What is required for effective social prescribing?
- Education around the potential of social prescribing but also its realities
- Link workers are central to social prescribing. Let’s support and train them well and utilise them fairly and effectively.
- Buy in – all people involved at all levels need to understand social prescribing well and to be fully invested in making it effective.
- Communication – between all individuals and organisations involved, between regions to share best practise and lessons learnt, and between national decision-making groups and those delivering locally.
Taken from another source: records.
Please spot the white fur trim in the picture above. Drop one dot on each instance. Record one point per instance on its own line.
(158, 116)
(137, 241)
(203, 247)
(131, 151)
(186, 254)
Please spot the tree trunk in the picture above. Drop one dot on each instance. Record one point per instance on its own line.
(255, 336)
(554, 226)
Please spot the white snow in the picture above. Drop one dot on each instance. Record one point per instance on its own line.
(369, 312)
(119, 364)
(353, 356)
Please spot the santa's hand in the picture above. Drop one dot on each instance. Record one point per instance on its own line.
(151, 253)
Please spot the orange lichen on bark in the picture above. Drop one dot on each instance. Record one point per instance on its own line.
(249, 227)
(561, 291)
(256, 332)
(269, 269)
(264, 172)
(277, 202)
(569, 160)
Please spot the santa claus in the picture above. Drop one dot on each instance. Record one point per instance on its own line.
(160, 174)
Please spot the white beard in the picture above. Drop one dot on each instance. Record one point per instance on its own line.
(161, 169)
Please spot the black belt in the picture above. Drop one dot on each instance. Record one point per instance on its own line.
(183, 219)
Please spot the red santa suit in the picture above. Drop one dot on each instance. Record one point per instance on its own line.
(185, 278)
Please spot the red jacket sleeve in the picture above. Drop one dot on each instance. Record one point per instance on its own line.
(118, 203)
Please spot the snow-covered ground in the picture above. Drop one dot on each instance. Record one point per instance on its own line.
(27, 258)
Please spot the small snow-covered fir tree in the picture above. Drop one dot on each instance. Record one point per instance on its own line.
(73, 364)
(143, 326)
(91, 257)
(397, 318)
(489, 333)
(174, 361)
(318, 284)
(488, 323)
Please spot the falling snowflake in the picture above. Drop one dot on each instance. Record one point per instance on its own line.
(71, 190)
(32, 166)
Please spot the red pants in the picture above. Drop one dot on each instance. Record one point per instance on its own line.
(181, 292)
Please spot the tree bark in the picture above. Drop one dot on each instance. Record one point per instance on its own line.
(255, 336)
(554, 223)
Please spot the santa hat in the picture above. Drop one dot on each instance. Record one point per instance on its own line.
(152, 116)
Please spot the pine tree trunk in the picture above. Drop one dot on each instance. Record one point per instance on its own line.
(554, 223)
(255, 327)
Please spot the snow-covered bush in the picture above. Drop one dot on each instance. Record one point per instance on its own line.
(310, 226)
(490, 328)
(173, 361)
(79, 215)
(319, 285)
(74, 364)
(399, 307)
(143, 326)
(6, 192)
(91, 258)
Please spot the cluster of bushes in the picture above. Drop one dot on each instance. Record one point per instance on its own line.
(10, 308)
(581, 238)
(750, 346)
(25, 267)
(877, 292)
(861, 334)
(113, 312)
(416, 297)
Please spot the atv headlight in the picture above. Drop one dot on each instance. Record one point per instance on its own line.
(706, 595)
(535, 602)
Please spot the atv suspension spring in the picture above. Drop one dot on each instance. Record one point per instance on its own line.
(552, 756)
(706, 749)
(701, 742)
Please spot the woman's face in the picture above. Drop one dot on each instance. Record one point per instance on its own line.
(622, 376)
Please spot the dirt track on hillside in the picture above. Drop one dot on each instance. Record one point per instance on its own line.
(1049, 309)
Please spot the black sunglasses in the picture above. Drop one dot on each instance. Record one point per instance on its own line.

- Evidence – we need to build a high-quality evidence-base and use common outcome measures to answer specific questions connected to Social Prescribing well and be patient and be patient as good quality and meaningful evidence gradually comes through. As a side note we should be cautious using standard outcomes like GP or A&E attendance as a marker of success.
- Funding – social prescribing looks to build the community but it also leans on the community and voluntary sector – predictable, appropriate and sustainable funding is key here.
Social prescribing has great potential and has positively influenced many tens of thousands of lives. However, it can be challenging to implement, varies widely between regions, and needs a much stronger evidence-base. I am confident that with the work of the many excellent organisation and individuals invested in social prescribing throughout the UK it can become an even more powerful tool in our arsenal to improve the lives of the people we support.”